TOUGH TO TRACE ABUSERS (GPS gaining support as way to monitor LI sex offenders)
Hearing about a Suffolk County plan to track convicted sex offenders via global positioning system devices, Lois thought the man who sexually abused her sister would be an ideal candidate but when she called probation officials, she found out Carlos C. Gomez, had been missing since last May. Despite monitoring by probation officials, many sex offenders disappear. According to a 2003 survey by Parents for Megan's Law, more than 77,000 registered offenders in 32 reporting states, nearly one-quarter of the total offenders in those states, have failed to comply with registration requirements. Many victim's families and advocates are pushing for probation departments to use tools such as GPS devices to more closely monitor sex offenders. In Suffolk County there are 336 sex offenders on probation; Nassau County has 280.
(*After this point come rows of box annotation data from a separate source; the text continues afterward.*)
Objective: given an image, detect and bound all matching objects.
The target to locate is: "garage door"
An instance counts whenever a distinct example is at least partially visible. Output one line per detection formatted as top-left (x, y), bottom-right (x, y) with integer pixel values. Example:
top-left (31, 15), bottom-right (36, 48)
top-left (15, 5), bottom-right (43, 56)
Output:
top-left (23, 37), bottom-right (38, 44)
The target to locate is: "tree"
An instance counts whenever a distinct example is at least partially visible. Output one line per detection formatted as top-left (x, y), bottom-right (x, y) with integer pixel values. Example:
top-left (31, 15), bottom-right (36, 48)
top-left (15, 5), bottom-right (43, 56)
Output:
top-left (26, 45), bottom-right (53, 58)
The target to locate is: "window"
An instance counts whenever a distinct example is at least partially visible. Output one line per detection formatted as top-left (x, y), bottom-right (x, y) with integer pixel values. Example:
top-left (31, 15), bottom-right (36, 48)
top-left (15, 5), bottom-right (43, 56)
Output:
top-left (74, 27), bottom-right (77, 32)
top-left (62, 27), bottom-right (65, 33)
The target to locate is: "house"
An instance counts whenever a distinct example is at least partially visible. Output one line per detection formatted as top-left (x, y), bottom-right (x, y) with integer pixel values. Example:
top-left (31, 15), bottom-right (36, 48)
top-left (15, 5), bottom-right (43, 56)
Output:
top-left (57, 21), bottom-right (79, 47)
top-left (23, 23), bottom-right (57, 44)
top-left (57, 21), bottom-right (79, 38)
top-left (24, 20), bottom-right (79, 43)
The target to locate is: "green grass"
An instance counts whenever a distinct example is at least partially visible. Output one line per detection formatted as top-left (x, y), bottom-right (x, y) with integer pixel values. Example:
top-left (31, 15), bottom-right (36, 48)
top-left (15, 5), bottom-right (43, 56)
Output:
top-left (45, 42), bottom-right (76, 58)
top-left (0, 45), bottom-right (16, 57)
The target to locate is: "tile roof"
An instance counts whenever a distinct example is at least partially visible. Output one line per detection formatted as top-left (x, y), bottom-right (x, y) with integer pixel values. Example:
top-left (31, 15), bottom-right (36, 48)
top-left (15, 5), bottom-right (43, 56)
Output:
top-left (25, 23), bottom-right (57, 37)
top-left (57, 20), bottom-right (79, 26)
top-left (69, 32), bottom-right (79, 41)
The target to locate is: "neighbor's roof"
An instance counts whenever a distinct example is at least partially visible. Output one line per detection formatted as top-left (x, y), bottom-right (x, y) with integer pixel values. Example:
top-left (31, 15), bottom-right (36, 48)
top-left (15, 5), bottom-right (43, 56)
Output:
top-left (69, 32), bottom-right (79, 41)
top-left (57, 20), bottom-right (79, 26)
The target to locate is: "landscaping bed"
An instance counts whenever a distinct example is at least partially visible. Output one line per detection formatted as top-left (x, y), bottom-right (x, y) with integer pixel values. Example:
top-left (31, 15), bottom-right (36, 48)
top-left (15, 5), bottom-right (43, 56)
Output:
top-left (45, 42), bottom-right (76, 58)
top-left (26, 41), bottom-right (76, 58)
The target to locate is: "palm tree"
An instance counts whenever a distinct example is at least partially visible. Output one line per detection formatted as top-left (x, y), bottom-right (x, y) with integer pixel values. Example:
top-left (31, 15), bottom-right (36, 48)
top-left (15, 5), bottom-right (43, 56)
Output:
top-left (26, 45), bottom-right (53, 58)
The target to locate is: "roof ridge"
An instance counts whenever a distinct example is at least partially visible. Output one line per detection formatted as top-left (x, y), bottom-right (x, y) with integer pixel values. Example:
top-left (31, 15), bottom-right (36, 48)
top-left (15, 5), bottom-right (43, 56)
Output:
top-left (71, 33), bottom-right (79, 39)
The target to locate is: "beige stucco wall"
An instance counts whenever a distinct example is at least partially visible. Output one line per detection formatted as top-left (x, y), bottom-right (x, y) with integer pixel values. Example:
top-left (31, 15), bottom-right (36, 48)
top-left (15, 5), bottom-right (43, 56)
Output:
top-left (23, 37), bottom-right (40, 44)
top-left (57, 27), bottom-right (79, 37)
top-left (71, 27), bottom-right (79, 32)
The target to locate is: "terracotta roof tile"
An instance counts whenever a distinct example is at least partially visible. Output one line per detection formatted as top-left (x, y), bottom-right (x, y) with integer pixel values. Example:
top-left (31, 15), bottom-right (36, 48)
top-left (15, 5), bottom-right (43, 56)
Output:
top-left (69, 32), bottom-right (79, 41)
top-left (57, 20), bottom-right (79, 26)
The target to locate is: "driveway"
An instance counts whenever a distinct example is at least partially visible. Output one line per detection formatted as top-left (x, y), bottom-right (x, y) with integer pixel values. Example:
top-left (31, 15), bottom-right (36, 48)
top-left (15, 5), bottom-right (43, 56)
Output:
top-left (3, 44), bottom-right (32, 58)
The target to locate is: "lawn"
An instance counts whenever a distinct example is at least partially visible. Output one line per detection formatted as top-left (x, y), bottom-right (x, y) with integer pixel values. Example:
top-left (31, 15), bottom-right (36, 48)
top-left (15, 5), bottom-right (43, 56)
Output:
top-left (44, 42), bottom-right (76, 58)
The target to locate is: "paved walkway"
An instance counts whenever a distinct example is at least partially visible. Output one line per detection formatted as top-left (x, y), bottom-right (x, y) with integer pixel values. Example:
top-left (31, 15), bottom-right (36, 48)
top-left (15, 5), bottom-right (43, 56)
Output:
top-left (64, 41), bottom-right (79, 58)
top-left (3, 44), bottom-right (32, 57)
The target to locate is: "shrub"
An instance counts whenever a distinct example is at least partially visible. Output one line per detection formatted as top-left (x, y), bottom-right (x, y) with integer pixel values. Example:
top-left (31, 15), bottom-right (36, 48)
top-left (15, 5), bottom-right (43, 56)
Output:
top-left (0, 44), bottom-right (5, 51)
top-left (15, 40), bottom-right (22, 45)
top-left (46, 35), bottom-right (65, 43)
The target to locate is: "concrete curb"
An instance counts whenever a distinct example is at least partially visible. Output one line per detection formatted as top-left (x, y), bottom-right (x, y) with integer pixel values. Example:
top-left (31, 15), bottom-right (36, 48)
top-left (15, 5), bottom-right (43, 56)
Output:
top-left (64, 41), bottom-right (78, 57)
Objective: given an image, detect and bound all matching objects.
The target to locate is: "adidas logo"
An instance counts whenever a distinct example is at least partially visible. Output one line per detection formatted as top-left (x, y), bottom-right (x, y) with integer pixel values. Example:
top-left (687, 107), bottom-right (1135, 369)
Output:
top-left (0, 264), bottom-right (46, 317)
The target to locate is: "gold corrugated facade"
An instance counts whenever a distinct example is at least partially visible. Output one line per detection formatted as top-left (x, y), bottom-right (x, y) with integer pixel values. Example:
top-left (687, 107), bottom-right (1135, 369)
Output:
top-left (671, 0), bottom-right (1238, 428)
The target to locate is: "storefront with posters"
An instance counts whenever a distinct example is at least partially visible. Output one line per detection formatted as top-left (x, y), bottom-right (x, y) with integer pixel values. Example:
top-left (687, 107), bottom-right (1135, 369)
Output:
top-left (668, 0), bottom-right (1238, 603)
In September 2004, Gomez was accused of forcing Lois' sister and two other mentally challenged women, all in their 40s and 50s and under his care, to perform oral sex on him. The case was difficult to prove at first. The women were mentally challenged, Gomez denied the accusations and police found no DNA evidence. Then one victim told police she knew Gomez was uncircumcised. Gomez faced felony charges and possible jail time and agreed to a plea deal and was convicted on a misdemeanor, given six years' probation and forced to register as a Level 3 sex offender. In May 2005, he was asked to leave his home by probation officials because a minor, his younger brother, was living at the residence. Then he vanished and a warrant was immediately issued for his arrest.